Le Mot : Meuf

Le Mot Meuf
 

Le mot signifie femme en verlan, cet argot facile qui a proliféré dans les années Mitterrand. Une marque de vêtements engagés (avant on s’engageait dans l’armée, puis dans la littérature, aujourd’hui c’est dans les fringues) s’en est emparé pour en faire son étendard : chaque t-shirt porte dans le dos l’inscription « Derrière chaque meuf, il y d’autres meufs qui la soutiennent ». Solidarité féminine avant tout ! Depuis quelque temps, ladite marque a ouvert une application, un réseau social « 100 % réservé aux femmes ». Tiens donc ? Bars réservés aux Blancs, métros interdits aux Noirs ou amphithéâtres sans juifs seraient-ils autorisés ? Non, bien sûr. Il existe même dans le code pénal un article, le 225-1, qui les réprime. Alors pourquoi ce site est-il salué par la presse et en pleine expansion, au point que, sur la publicité pour l’inscription, il publie ceci : « Depuis le 21/02, c’est un torrent d’amour et d’espoir que nous vivons.
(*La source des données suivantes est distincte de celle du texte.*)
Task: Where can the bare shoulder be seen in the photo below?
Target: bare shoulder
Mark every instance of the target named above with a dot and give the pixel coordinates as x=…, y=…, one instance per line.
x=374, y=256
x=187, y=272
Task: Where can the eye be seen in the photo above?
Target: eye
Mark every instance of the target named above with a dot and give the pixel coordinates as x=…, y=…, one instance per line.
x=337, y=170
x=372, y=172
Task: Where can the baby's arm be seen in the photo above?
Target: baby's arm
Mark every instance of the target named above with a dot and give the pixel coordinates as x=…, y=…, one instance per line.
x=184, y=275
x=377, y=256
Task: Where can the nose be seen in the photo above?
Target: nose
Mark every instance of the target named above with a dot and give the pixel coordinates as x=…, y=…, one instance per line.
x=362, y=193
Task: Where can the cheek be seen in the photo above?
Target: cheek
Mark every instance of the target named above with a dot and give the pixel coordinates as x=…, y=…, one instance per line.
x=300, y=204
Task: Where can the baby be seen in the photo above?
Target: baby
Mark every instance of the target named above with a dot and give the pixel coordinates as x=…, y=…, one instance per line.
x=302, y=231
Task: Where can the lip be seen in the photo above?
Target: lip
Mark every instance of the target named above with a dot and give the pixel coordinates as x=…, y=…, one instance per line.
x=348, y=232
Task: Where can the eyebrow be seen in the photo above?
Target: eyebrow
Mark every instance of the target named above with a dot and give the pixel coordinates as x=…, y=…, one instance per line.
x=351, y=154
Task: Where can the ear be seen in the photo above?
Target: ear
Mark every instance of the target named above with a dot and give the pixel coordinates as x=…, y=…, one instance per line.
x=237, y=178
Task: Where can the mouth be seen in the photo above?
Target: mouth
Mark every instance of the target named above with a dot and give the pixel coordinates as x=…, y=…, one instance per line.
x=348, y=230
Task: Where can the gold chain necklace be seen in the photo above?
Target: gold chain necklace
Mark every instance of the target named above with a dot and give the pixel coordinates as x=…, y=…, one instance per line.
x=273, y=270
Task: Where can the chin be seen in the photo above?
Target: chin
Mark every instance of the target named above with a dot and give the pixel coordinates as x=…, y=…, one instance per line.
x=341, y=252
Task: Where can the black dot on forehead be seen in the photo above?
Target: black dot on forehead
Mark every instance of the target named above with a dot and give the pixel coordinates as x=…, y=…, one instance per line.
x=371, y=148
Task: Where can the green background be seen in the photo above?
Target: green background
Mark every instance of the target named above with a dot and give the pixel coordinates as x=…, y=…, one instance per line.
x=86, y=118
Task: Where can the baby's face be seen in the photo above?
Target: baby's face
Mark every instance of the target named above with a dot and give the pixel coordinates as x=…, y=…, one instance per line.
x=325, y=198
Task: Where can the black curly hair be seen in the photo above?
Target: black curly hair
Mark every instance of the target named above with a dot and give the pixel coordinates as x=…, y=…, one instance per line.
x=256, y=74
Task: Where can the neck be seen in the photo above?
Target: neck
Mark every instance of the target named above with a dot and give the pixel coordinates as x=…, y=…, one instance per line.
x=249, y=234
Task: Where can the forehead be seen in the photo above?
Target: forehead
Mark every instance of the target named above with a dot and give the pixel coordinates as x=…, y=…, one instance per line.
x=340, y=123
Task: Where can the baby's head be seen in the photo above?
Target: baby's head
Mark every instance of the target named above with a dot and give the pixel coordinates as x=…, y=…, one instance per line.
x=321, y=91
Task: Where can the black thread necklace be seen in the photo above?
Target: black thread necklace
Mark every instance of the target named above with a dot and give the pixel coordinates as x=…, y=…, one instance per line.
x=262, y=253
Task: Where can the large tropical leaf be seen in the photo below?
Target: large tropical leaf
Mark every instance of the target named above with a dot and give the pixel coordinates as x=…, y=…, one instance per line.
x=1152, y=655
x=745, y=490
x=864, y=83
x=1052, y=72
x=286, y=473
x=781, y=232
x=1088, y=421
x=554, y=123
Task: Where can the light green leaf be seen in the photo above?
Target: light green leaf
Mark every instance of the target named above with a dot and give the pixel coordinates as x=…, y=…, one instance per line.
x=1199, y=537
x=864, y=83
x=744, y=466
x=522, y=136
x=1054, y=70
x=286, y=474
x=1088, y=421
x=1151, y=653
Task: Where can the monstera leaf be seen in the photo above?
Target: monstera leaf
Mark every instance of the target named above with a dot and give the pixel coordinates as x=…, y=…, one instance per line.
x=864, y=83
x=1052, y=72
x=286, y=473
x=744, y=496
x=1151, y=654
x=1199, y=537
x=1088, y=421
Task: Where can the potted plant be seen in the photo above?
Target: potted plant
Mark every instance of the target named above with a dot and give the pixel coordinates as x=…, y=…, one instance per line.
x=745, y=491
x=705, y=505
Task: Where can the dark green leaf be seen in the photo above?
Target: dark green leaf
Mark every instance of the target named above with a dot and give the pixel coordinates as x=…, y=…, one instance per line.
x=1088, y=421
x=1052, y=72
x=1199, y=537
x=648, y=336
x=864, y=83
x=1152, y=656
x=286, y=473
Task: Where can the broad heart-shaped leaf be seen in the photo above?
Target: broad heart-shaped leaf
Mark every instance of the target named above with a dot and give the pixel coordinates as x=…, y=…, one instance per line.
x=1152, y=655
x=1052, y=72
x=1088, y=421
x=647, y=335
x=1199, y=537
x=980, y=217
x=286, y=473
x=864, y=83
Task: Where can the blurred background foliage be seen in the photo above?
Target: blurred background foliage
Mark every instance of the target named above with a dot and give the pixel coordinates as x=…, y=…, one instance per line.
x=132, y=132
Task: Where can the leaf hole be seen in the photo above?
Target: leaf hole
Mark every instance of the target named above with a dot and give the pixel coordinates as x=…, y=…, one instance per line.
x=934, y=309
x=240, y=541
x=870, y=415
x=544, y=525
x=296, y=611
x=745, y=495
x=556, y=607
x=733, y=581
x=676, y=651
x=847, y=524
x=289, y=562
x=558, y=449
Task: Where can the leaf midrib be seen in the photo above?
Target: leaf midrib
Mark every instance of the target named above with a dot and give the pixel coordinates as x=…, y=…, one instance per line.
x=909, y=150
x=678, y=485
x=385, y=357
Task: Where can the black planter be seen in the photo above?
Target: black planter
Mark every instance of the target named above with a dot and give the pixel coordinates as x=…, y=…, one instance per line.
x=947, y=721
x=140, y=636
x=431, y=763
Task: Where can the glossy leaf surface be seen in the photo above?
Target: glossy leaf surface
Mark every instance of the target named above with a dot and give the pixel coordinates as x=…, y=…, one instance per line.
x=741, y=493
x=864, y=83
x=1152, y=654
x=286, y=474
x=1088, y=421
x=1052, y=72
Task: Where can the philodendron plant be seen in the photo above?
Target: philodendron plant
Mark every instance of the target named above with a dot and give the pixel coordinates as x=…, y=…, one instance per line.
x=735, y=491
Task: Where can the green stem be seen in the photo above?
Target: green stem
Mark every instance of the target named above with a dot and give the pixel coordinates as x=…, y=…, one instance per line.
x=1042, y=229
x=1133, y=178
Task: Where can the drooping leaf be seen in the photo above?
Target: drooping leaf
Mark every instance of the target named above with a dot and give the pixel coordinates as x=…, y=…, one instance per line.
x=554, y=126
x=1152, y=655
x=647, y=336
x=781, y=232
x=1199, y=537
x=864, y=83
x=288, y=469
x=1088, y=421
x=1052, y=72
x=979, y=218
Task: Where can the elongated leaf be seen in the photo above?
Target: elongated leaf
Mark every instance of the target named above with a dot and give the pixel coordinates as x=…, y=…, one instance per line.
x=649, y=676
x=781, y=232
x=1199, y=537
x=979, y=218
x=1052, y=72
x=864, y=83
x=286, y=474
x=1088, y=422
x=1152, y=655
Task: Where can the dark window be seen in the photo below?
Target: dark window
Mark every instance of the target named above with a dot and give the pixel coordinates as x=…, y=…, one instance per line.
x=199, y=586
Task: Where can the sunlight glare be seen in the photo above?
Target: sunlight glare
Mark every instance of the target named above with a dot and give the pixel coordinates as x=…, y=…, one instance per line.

Vous êtes trop nombreux.ses à vouloir rejoindre l’application Meuf. » L’écriture inclusive ne doit provoquer nulle hésitation, le site demeure « 100 % réservé aux femmes » mais pense s’ouvrir aux femmes trans. Parce que c’est un site militant, comme on peut le lire : « Etre une meuf, c’est puissant. C’est incarner une multitude de rôles, de défis, et de victoires. Etre une meuf, c’est être une guerrière dans l’âme, porter les cicatrices des batailles pour l’égalité, tout en gardant le cœur ouvert à l’amour, à la compassion, et à l’espoir. C’est la capacité de pleurer pour les injustices du monde, puis de sécher ses larmes pour se dresser contre elles. (…) Ceci est notre cri de ralliement. » Rappelons-nous que la force publique n’avait rien fait contre les camps d’été dits « décoloniaux » exclusivement réservés aux non-Blancs. Ici, son attitude est analogue. Il existe une discrimination positive, un racisme utile, un sexisme moral : l’apartheid est recommandé quand il est arc-en-ciel.